Could he return? Could he ever lead again? Hell, could he even do his miles? He’d known long before the fire that he was a lucky son of a bitch to be able to ride hard at his age. He’d been President of his club, whatever its patch, for twenty-five years. That was a long damn tenure in a hard life. Now that he was on the bench, unable to drive, let alone ride, maybe the bench was where he belonged.
But he looked across the table at his son, who was smiling at the woman he loved, listening as though her talk of lace and flowers were actually interesting. Connor was wearing his kutte, his sunglasses tucked in the pocket. Sergeant at Arms, he knew one of the patches on the right side of his chest read—he couldn’t read it, but he knew anyway. Damn, Hoosier was proud of his boy. Not a boy, not for a long time—a man. And a good one. A warrior. A protector. Strong and caring. Warm and loving. The best of father and mother.
Hoosier wasn’t yet ready to walk away from that life. His recent memories might still be shaky, but he had his past firmly in hand. He was proud to wear a kutte, and he was prouder still that he shared that with his son.
Bibi and he hadn’t been able to make more than just that one child, but they’d done it right. And their life had been filled, after all, with young souls who’d needed their care. Bibi had turned her mothering light outward and shone it over everyone she knew.
~oOo~
Hoosier walked into the shop at Cali Classics.

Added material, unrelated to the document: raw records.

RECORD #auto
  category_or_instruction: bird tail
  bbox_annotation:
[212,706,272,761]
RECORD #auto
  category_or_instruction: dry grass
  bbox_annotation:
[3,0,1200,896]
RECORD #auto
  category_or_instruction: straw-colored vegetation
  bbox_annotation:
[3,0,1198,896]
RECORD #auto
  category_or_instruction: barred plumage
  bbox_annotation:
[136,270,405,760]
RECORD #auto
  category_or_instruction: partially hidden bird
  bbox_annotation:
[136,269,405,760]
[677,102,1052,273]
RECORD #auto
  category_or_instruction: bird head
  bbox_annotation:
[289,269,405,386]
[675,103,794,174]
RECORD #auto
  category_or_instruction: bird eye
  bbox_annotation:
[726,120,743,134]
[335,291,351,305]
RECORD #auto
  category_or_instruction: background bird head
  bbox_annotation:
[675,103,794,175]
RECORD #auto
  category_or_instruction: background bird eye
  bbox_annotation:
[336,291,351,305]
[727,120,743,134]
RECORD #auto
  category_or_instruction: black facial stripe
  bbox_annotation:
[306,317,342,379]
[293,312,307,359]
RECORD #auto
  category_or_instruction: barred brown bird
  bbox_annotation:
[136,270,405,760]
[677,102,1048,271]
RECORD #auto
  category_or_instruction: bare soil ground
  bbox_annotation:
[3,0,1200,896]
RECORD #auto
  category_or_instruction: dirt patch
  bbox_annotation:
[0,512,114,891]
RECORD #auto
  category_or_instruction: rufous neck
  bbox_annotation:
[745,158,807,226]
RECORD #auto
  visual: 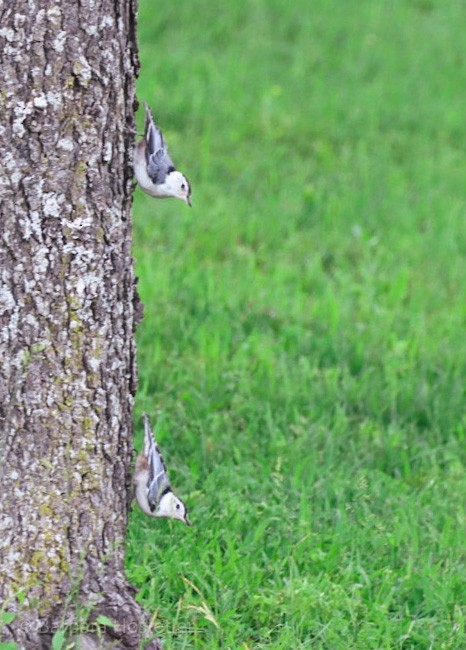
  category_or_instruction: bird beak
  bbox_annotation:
[184,516,191,526]
[185,196,192,207]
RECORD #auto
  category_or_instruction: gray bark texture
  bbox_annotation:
[0,1,160,648]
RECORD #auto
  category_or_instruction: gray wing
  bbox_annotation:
[143,414,171,510]
[143,101,175,185]
[147,149,176,186]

It was the middle of the afternoon, so the place was abuzz with projects. But his eyes first went to Blue’s station. He was doing a simple maintenance job, and Connor and Faith were messing around at his worktable.
He went over. Blue stood up, giving his full attention over, and Hoosier could feel the whole shop take notice. They knew he had news. But first he needed to deal with the kids. So he focused on Connor. “What’re you up to, boy?”
“Hi, Uncle Hooj.” Faith came over for a hug, her hands greasy, grease streaked even through her ponytails.
He picked up the five-year-old and gave her a squeeze. “Hey, Faithygirl. What’s the news?”
“We’re looking for things that match.”
Hoosier scanned the table, which was strewn with random nuts, bolts, washers, and other little metal parts that tended to accrue in loose lots around the shop. “That match what?”
She laughed. “I don’t know yet.”
Connor stood up straight. At twelve, he was starting to want to be a man, and Hoosier often saw him emulating the men around him. Luckily, in this club, most of the men around him were worth emulating. “Uncle Blue said it was okay. We weren’t in his way, Dad. I swear.”